A comprehensive group key agreement solution must handle adjustments to group secrets subsequent to all membership change operations in the underlying group communication system. The following membership changes are considered:
Join occurs when a prospective member wants to join a group.
Leave occurs when a member wants to leave (or is forced to leave) a group. There might be different reasons for member deletion such as voluntary leave, involuntary disconnect or forced expulsion.
Partition occurs when a group is split into smaller groups. A group
partition can take place for several reasons, two of which are fairly common:
Network failure - this occurs when a network event
causes disconnectivity within the group. Consequently, a group is split into
fragments.
Explicit partition - this occurs when the
application decides to split the group into multiple components or simply
exclude multiple members at once.
Merge occurs when two or more groups merge to form a single group:
Network fault heal - this occurs when a network
event causes previously disconnected network partitions to reconnect.
Explicit merge - this occurs when the application
decides to merge multiple pre-existing groups into a single group.
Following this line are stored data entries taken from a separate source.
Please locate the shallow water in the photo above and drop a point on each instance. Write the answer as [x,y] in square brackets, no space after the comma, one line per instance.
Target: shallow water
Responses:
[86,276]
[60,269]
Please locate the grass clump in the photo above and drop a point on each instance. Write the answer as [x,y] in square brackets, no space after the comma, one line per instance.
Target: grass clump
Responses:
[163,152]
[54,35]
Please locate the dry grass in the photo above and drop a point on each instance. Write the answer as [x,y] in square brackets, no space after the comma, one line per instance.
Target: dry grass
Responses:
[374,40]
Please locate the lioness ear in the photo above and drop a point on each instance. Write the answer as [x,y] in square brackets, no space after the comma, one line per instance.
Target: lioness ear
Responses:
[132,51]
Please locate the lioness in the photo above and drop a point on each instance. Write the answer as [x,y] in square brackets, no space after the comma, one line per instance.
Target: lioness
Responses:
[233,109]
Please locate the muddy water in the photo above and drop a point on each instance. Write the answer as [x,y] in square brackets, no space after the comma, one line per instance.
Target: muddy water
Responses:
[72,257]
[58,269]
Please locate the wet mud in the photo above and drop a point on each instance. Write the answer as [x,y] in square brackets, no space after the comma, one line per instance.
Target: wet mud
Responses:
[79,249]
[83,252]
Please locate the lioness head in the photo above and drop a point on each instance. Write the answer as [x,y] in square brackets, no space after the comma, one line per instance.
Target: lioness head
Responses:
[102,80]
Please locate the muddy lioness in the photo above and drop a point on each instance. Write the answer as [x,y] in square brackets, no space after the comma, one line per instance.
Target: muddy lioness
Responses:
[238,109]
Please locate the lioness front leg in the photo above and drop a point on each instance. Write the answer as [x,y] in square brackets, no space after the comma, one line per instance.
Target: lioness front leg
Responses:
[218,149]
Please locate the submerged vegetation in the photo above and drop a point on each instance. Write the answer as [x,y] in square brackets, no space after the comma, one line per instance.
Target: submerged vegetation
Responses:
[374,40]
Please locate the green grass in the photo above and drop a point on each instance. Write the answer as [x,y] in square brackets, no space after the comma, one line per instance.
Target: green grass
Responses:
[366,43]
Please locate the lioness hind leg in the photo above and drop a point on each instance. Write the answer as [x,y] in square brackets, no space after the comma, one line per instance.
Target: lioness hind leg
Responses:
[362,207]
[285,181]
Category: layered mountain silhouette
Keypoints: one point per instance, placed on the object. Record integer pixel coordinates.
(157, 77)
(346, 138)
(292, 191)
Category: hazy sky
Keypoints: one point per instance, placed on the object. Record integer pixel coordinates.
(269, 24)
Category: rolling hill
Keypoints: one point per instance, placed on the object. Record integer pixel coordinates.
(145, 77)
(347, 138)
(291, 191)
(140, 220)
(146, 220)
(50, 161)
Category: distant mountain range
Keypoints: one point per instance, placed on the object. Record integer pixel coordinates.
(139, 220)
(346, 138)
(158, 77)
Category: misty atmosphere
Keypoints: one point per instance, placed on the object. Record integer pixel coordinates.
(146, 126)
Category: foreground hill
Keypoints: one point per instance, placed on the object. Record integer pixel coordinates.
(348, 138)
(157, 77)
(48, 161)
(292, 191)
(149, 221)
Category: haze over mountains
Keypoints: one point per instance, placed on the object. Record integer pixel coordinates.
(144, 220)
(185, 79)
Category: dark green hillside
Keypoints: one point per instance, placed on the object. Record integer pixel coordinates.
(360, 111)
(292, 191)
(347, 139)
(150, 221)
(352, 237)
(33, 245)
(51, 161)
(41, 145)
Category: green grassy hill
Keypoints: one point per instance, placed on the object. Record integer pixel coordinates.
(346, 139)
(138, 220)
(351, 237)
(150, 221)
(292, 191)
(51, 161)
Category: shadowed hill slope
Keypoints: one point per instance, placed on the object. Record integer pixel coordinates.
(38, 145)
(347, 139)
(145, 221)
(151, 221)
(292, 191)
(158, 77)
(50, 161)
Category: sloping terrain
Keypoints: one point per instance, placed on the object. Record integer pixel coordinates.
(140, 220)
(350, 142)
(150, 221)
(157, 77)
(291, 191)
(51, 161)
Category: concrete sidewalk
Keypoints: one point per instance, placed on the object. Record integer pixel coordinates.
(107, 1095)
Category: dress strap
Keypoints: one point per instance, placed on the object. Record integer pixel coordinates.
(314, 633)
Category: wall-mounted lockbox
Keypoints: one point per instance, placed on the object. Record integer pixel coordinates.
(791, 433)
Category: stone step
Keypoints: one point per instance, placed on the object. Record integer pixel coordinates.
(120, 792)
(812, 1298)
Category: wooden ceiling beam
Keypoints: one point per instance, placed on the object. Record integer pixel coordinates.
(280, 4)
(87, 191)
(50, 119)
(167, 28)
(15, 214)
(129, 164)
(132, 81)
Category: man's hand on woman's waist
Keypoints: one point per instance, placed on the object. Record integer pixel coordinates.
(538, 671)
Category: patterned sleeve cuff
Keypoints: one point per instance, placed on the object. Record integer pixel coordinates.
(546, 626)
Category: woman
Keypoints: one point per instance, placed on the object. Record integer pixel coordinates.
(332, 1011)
At first glance, events such as network partitions and fault heals might appear infrequent and dealing with them might seem to be a purely academic exercise. In practice, however, such events are common owing to network misconfigurations and router failures. In addition, in mobile ad hoc (and other wireless) networks, partitions are both common and expected. Moser et al.present compelling arguments in support of these claims [MAMSA94]. Hence, dealing with group partitions and merges is a crucial component of group key agreement.